Surprisingly, you may begin to receive credit card offers immediately after issuance of your judgment. You may even receive credit offers from companies that you were unable to pay before your bankruptcy! But beware, you must read all of the paperwork before opening any line of credit. The credit card offers you will receive will have higher interest rates, lower lines of credit, and annual fees. Pick the best and leave the rest. One or two new credit cards within the first two years of your bankruptcy will help your credit score grow!  

 

Step 2: Baby Steps to Better Credit 

 

Now that you have that precious plastic in your pocket, do not use credit for everything. Remember every reason why you had to file for bankruptcy and think before you purchase! Will you have the ability to pay your credit card statement if you choose to make this purchase? If you don’t think you can pony-up a payment, do not buy - frugal living is the new name of the game. It is even more important than ever to pay your bills on time.

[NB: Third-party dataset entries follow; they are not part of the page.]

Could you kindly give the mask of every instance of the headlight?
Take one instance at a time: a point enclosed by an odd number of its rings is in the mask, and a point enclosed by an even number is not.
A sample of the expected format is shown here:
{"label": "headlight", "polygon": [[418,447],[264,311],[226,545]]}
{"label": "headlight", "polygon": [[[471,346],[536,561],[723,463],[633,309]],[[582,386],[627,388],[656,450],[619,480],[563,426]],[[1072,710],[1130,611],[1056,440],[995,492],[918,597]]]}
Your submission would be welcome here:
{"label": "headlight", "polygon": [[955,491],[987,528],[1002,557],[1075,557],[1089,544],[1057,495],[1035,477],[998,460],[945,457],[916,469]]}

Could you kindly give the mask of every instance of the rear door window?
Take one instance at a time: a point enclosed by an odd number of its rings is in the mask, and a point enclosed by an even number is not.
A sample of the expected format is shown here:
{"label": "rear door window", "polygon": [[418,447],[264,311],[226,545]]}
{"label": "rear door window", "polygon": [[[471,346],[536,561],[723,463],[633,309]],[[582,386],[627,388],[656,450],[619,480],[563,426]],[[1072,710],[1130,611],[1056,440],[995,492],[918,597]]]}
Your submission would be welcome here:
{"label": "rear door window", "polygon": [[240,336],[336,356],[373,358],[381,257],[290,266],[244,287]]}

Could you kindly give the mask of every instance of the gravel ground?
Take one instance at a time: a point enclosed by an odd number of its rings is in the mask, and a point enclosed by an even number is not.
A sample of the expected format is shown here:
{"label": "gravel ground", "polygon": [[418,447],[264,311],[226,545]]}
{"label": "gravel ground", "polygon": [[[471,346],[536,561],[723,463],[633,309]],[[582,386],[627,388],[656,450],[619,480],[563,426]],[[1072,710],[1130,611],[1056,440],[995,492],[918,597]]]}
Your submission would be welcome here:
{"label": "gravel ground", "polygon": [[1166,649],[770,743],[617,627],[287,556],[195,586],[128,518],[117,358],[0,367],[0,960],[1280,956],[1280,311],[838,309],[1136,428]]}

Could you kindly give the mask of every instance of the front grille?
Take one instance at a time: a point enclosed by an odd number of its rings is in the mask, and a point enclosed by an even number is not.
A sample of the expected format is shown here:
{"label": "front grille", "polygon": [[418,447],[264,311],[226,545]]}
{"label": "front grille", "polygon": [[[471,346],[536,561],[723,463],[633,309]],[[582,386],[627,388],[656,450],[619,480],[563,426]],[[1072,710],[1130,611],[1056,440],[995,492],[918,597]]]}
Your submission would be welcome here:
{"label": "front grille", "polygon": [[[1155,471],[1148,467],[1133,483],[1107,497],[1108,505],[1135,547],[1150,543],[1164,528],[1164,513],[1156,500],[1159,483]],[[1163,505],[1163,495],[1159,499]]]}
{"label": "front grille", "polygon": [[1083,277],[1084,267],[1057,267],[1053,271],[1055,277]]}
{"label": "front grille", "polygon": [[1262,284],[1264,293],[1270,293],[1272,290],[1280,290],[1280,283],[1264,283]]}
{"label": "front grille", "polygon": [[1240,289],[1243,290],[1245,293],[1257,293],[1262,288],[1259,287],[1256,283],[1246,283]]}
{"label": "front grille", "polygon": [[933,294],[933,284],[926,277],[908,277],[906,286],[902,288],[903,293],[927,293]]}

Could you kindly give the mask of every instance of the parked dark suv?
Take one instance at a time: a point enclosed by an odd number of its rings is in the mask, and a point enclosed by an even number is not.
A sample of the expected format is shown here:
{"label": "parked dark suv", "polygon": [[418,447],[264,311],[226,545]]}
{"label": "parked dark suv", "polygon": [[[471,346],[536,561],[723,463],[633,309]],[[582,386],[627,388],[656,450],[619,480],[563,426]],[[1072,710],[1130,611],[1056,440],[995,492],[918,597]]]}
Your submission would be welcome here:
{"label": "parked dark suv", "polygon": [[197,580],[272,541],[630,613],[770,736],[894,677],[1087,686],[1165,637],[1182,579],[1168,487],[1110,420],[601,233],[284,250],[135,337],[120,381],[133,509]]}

You need to earn trust to rebuild your credit and maxing out cards is not the best way to earn that trust. To increase confidence in your financial credibility, make small purchases that you can easily pay off in full every month. This practice will show future loan officers that you can responsibly make purchases and keep your balance low. Building fiscal responsibility will take time and the more you curb old spending-habits, the better your chances are to be approved for larger amounts of credit.  

 

 

Step 3: Shoot for the Stars & Make a Big Purchase! 

             

 

After two or three years of good payment history, you should begin to consider a larger line of credit, such as a car loan or mortgage. It will be difficult to wait for such credit-worthiness, but you can do it! Continue to use fiscal restraint and make smart purchases. With larger amounts of credit, there are more chances to miss payments or default, so you must make sure you can afford that new computer, car, or home purchase before signing on that dotted line. And don’t forget to be a savvy spender and hunt around. These days you can compare car insurance with the click of a button, so there are no excuses for not doing your homework! 

             

If you do not get approved for a loan, don’t give up hope. It may simply be too soon to get approved. Every lender has different criteria for loan approval and several factors other than your bankruptcy may influence approval. Your income, credit balances, spending habits, etc. will all be determinants. If you are rejected, find out what factors are causing your approval woes. Learn what you need to do to fix the problem and set goals. Accomplish those goals and try again. After a few years, your bankruptcy will be a thing of the past.  Hold your head up high, make smart financial decisions and always remember to enjoy life despite your credit history!